In this case, you can give a pangenome without gene families representatives sequences. This option is compatible with a pangenome computed with an external clustering (see cluster subcommand).

Output format

In case of you are using families ID, you will only have as output the gene_context.tsv file. In the other case, you use sequences, you will have another output file to report the alignment between sequences and pangenome families (see detail in align subcommand).

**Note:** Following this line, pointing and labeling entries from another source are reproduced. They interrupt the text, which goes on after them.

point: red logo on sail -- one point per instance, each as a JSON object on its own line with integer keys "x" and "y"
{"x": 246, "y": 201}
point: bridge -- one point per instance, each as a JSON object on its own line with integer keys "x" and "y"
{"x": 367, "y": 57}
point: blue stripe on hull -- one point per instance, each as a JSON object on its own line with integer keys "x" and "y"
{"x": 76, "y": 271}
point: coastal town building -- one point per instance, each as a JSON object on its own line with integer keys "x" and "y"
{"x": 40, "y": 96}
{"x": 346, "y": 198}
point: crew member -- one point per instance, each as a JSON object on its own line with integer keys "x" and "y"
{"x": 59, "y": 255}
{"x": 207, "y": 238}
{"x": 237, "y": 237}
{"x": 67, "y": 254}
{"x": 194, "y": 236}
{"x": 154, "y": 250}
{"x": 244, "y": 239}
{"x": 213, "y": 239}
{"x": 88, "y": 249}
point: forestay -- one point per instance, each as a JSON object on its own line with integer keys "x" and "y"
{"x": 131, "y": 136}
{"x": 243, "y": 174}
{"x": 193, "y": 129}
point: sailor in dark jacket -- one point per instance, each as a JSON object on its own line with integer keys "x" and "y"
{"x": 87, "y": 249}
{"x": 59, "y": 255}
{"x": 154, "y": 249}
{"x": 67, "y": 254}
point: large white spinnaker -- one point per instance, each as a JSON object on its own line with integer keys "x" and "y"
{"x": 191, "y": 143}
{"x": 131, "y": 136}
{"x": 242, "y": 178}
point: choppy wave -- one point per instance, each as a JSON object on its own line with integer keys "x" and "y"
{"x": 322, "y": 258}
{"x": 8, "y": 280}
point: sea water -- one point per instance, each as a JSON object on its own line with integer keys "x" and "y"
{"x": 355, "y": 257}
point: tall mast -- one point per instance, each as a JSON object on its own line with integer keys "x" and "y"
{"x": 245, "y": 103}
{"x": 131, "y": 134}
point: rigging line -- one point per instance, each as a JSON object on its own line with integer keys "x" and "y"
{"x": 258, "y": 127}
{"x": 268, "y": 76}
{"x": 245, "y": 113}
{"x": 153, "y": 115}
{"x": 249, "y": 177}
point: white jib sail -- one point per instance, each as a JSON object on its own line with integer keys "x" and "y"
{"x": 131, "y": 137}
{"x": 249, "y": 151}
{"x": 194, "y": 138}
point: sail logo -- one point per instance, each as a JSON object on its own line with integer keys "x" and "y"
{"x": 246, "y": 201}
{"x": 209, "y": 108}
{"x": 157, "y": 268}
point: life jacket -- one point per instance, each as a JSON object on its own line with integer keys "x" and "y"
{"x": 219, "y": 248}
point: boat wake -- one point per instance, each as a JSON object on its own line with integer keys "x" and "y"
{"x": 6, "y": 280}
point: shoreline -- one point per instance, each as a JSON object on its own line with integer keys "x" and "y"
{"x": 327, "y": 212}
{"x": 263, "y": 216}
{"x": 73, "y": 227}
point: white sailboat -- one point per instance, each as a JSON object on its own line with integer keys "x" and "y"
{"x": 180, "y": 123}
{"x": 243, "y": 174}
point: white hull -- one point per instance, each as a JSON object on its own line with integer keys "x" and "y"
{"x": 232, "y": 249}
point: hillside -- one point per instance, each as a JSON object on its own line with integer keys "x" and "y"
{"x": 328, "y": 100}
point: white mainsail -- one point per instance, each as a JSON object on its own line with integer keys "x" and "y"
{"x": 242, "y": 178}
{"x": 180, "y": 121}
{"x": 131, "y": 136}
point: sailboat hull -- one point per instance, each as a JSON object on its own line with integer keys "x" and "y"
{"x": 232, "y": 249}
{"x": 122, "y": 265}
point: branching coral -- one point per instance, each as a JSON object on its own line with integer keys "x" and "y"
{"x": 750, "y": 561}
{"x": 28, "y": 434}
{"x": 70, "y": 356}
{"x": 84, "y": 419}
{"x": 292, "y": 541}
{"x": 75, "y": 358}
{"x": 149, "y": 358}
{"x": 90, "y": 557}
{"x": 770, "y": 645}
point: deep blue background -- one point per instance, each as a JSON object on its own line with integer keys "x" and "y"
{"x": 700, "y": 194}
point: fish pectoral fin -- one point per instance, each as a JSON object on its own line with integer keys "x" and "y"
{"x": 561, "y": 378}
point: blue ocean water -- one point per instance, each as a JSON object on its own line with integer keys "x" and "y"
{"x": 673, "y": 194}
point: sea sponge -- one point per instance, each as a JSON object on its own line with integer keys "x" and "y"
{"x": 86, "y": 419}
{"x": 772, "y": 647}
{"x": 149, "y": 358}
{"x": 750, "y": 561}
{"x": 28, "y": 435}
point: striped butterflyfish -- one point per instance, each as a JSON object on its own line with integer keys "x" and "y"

There are 4 columns in gene_context.tsv.

  1. geneContext ID: identifier of the found context. It is incrementally generated, beginning with 1
  2. Gene family name: Identifier of the gene family, from the pangenome, correspond to the found context
  3. Sequence ID: Identifier of the searched sequence in the pangenome
  4. Nb Genomes: Number of genomes where the genomic context is found

In sequence Id, it is possible to find a NA value. This case, correspond to another gene family found in the context.

Detailed options

option name Description
--no_defrag Do not use the defragmentation step, to align sequences with MMseqs2
--identity Minimum identity percentage threshold
--coverage Minimum coverage percentage threshold
-t, --transitive Size of the transitive closure used to build the graph. This indicates the number of non-related genes allowed in-between two related genes. Increasing it will improve precision but lower sensitivity a little.
-s, --jaccard Minimum jaccard similarity used to filter edges between gene families. Increasing it will improve precision but lower sensitivity a lot.